August 5, 2008 at 3:39 pm
Very cool article, my hat is off to you. It's been a long time, but I've used a technique like your recovered key space before. I had an initial problem with your first thing about the two phone numbers as I would have put a constraint on the field so that there could only be two records per employee, which would have complicated matters slightly.
We need to get Steve to add a Pingback because I'm definitely linking to this article from my blog.
Oh, and you might find the Four Yorkshiremen, if memory serves, is actually (technically) NOT Monty Python: it was actually first on At Last, The 1946 Show. However, that show was written by Cleese and Chapman with occasional appearances of other soon-to-be Pythons such as Idle and I think Palin. Unfortunately most of that series was lost, I think there are only five episodes out on a two DVD set. Even though the video is really bad, it's still worth watching. I was overjoyed to find them available.
-----
[font="Arial"]Knowledge is of two kinds. We know a subject ourselves or we know where we can find information upon it. --Samuel Johnson[/font]
August 5, 2008 at 4:11 pm
Wayne West (8/5/2008)
Very cool article, my hat is off to you.
Thanks, Wayne.
Oh, and you might find the Four Yorkshiremen, if memory serves, is actually (technically) NOT Monty Python: it was actually first on At Last, The 1946 Show. However, that show was written by Cleese and Chapman with occasional appearances of other soon-to-be Pythons such as Idle and I think Palin. Unfortunately most of that series was lost, I think there are only five episodes out on a two DVD set. Even though the video is really bad, it's still worth watching. I was overjoyed to find them available.
Huh, now that's another thing I learned today!
[font="Times New Roman"]-- RBarryYoung[/font], [font="Times New Roman"] (302)375-0451[/font] blog: MovingSQL.com, Twitter: @RBarryYoung[font="Arial Black"]
Proactive Performance Solutions, Inc. [/font][font="Verdana"] "Performance is our middle name."[/font]
August 5, 2008 at 4:48 pm
Such a great article. I really like how you took the time to explain things. I came onto the computer scene when issues like that were still talked about as recent history, but not worried about. I never worried about every last bit anyway.

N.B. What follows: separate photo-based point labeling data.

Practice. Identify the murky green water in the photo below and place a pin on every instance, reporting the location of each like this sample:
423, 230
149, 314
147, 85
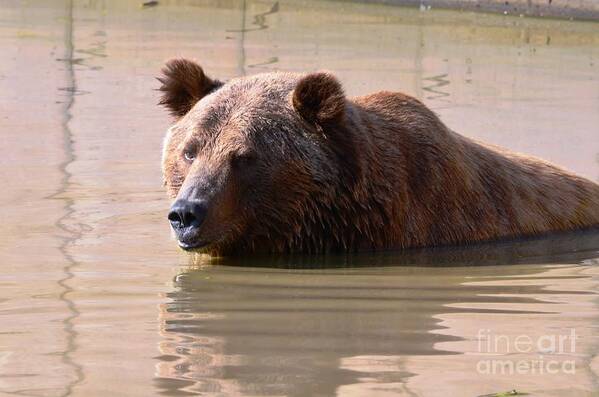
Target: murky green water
96, 300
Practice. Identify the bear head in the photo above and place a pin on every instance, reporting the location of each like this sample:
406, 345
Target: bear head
260, 163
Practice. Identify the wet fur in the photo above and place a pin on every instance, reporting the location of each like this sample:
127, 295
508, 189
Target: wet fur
374, 172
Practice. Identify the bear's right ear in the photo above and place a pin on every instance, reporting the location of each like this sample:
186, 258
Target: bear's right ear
319, 98
183, 85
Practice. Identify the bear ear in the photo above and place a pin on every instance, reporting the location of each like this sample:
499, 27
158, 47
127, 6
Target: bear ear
319, 98
183, 85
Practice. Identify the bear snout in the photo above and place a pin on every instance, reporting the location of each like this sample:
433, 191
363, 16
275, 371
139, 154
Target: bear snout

The only thing that was missing for me (because I wanted to try out one of your queries) was the sample data for the main table and you provided that in an earlier comment. So, now you know you helped out at least 2 people. 😉
Finally, I think humor is very important, even in technical articles. So, I wanted to give you public cudos for my favorite line in your article: "Now one byte may not seem like a lot today, but in the 70's an entire family of programmers could live in the space provided by a single byte."
August 5, 2008 at 5:04 pm
Thanks for the feedback JJ. I think that (appropiate) humor is an important part of work and life too. Glad you liked the joke!
😀
[font="Times New Roman"]-- RBarryYoung[/font], [font="Times New Roman"] (302)375-0451[/font] blog: MovingSQL.com, Twitter: @RBarryYoung[font="Arial Black"]
Proactive Performance Solutions, Inc. [/font][font="Verdana"] "Performance is our middle name."[/font]
August 5, 2008 at 5:24 pm
Andy DBA (8/5/2008)
Also, the concept of storing a tally table would be a pretty hard sell. "So you're suggesting we have a permanent table of nothing but consectutive numbers? REALLY? Well, how high should we count? I say we use long ints for this table of yours and we'll take the storage cost out of your salary."

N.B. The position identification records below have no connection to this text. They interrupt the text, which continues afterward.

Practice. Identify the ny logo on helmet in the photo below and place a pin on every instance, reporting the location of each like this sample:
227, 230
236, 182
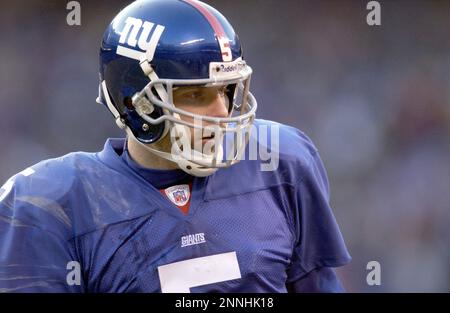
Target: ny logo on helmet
146, 43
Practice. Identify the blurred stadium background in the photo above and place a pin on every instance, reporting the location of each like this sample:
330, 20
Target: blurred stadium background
375, 100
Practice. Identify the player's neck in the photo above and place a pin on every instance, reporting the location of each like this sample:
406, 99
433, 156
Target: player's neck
147, 159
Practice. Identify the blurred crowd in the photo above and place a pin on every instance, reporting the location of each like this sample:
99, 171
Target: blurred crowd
374, 99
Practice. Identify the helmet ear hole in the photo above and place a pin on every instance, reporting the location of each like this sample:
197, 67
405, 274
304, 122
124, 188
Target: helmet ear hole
128, 103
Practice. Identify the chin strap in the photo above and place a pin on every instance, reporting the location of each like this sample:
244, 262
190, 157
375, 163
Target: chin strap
184, 164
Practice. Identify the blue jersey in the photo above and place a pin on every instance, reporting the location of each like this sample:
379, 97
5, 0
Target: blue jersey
90, 222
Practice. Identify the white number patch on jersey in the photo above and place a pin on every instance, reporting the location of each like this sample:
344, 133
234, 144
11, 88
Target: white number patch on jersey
179, 277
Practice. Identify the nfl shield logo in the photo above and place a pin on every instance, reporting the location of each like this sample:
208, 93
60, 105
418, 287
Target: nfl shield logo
178, 194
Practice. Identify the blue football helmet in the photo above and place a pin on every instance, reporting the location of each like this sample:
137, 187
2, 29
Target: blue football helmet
153, 47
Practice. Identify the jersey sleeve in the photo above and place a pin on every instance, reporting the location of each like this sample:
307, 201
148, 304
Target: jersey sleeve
35, 255
319, 242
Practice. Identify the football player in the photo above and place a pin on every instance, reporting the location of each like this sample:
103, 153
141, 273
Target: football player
178, 205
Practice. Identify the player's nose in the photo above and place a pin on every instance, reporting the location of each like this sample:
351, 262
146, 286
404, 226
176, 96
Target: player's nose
218, 106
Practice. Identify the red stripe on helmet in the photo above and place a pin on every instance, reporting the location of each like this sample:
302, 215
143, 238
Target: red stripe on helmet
213, 21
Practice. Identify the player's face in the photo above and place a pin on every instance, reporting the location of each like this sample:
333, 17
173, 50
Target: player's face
207, 101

11,000 is my magic number... covers VARCHAR(8000) and a smidge more than 30 years of days for mortgages. For anything else in 2k5, a Cross Join CTE does well up to 121 million.
Anyway, as reluctant as I am to suggest this, (please don't hate me, Jeff) if one assumes duplicate rows are grouped together, a RBAR solution to this interesting problem is likely what would have been adopted back then. Of course you can forget about concurrency if you're RBAR grinding through GBs of data.
Well, maybe just a little... 😛
Please don't get me wrong. I totally understand and promote set based solutions over RBAR and have used tally tables to great advantage. It's just interesting to see hybrid solutions combining 70s constraints, goals, and techiques with modern ones. We certainly have it better than we used to, but we're doing a lot more now, too.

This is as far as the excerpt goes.